9.6 C
İstanbul
KategorilerGerilimSırlar Kitabı Film Çözümü - Agatha Christie Tarzı Bir Senaryo

Sırlar Kitabı Film Çözümü – Agatha Christie Tarzı Bir Senaryo

Fransa ve Belçika ortak yapımı Les traducteurs– Sırlar Kitabı (2019), öncelikle harika oyuncu kadrosuyla dikkat çekiyor. Peki, Lambert Wilson, Olga Kurylenko, Sidse Babett Knudsen ve Alex Lawther gibi birbirinden ünlü oyuncuları bir araya toplayan film bu potansiyeli değerlendirebilmiş mi?

Gizem ve gerilim etiketlerine sahip filmin orijinal adının karşılığı aslında Dokuz Çevirmen. Ortada çok satan, ünlü bir dedektif romanı üçlemesi var: Dedalus. Bu üçlemenin son kitabını çeşitli dillere çevirmek amacıyla yayıncı Eric tarafından tutulan, her birisi farklı ülkelerden gelen oldukça deneyimli dokuz tane çevirmen, dış dünyadan izole edilmiş bir sığınakta işe koyulduktan bir süre sonra her şey ters gitmeye başlıyor. Kim olduğu bilinmeyen birisi ya da birileri romanın ilk sayfalarını internete sızdırmıştır ve devamının yayınlanmaması için yayınevinden yüklü miktarda para istemektedir. Yayıncı, bu sızmanın tercümanlardan kaynaklandığını düşünmektedir.

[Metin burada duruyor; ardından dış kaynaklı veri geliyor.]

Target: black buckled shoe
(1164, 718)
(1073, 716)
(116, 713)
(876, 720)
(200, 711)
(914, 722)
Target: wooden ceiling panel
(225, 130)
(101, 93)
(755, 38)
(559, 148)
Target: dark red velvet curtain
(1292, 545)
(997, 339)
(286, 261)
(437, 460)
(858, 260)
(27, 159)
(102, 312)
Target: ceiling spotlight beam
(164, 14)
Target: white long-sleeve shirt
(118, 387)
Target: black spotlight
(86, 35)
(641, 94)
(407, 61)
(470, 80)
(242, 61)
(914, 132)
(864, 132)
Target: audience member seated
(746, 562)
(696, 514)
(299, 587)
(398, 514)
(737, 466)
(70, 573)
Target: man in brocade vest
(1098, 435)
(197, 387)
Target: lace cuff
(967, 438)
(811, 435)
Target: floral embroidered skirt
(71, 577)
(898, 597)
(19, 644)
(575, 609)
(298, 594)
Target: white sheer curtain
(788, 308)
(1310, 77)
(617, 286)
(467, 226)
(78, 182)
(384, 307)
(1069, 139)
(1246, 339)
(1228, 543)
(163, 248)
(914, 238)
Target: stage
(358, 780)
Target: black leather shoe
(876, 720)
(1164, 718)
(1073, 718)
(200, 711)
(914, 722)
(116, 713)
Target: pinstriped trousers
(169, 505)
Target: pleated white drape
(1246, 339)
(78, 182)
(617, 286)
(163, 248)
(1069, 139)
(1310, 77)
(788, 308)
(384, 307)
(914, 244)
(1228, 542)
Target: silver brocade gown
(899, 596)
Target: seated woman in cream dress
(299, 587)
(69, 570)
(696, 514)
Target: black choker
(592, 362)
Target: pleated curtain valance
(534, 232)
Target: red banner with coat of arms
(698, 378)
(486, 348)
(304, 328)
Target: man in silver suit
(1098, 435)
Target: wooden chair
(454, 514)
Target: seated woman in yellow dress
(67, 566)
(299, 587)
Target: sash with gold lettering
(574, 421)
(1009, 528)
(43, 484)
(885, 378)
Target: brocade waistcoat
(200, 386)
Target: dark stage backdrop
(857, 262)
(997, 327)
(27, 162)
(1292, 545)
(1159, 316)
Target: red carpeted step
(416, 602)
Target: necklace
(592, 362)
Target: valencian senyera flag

İzlenimlerim (spoiler yok)

Öncelikle filmin kadrosu gerçekten çok iyi. Bu oyuncuları seyretmek büyük zevkti. En başta sorduğum sorunun yanıtı şu: Hayır, film bu oyuncu potansiyelini değerlendirememiş. Lambert Wilson ve Alex Lawther dışındakilerin karakterleri son derece silikti.

Filmin kurgusunda geçmiş ve gelecek arasında gelgitler var. Bunlar ilk başlarda akıl karıştırıcı olsa da bir süre sonra her şey netleşiyor. Ancak ben filmden beklediğim tadı aldığımı söyleyemem. Açıkçası özellikle filmin başlarında duyduğumuz ve daha sonra da bazı karakterler üzerinden devam ettirilen cinayet romanları vurgusu sonrasında bende Agatha Christie tarzı bir film beklentisi oluşmuştu. Ancak film bu beklentiyi karşılayabilecek kadar zekice hazırlanmış bir senaryoya sahip değil.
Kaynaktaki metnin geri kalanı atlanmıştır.